Zanuso and Mendini: two great architects and Alumni on display at the ADI museum

Starting from the works of these two architects, the exhibition aims to “lay the foundations for reflection on Italian design and its values”

Two great Alumni and professional architects and designers compared: this is the exhibition ‘Marco Zanuso and Alessandro Mendini: Design and Architecture’, on display at theADI Design Museum di Milano.

“This exhibition that intends to lay the foundations for reflection on Italian design and its values,” says Luciano Galimberti, President of the ADI Association for Industrial Design, “and revolves around a exhibition tour that stimulates reflection by playing on the contrast of works by the two architects, thanks to a play on references and influences.”

ZANUSO AND MENDINI: TWO FACES OF ITALIAN DESIGN: DIFFERENT BUT PERHAPS COMPLEMENTARY

Marco Zanuso, Alumnus and professor at the Politecnico, is considered one of the founders of Italian industrial design.

Starting in post-World War II, one of his main interests was the accessibility and costs of mass-produced items, which led him to become the first to be interested in the use of new materials and technologies for common objects and the problems of product industrialisation.

marco_zanuso
Credits: Grand Vintage

Alessandro Mendini, on the other hand, graduated in 1959 and began practising during the seasons of radical and postmodern architecture; working on his “redesign” projects, he managed to create classic pieces of design by reinventing them with new colours and materials.

His is an eclectic approach, which we talked about with him in person in MAP 0:

“I had a hard time understanding what I was.

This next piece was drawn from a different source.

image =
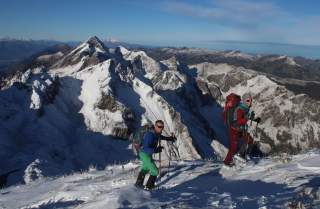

I have a certain indifference in technique: I like painting, writing, graphics, etc.… none takes precedence over the others. I'll explain: Medardo Rosso was a wax sculptor. That’s the only thing he could do, and he did it excellently. Or, from a content perspective, Morandi focused on bottles. I, on the other hand, am dispersive, eclectic. I am always attracted to what does not belong to me and I waste my energy searching for it. Therefore, it is very difficult for me to say what I do and what goals I have achieved. It's all very fragmented and kaleidoscopic. But in all this mess in my head, there is also a method, a working hypothesis. I work like a factory worker, from morning to evening; actually, more, because factory workers don’t work on Sundays.”

Alessandro Mendini PH Montibeller
Credits: Montibeller

The exhibition thus becomes a way of comparing Zanuso's rigorous design method and Mendini's postmodern procedure, who has successfully reworked poetically existing objects.

Speaking of the exhibition, curator Pierluigi Nicolin emphasises:

“Going beyond the Italian context, we can see how the 'strong' modernist Zanuso-like themes and the 'weak' postmodernist Mendini-like themes are based on the ability to invalidate the premises from which they start and, in the particular 'sentimental journey' that unites them, we can see how they both end up by denying in their own way the existence of an insurmountable boundary to their own experience.”

The exhibition will be open until 12 June 2022.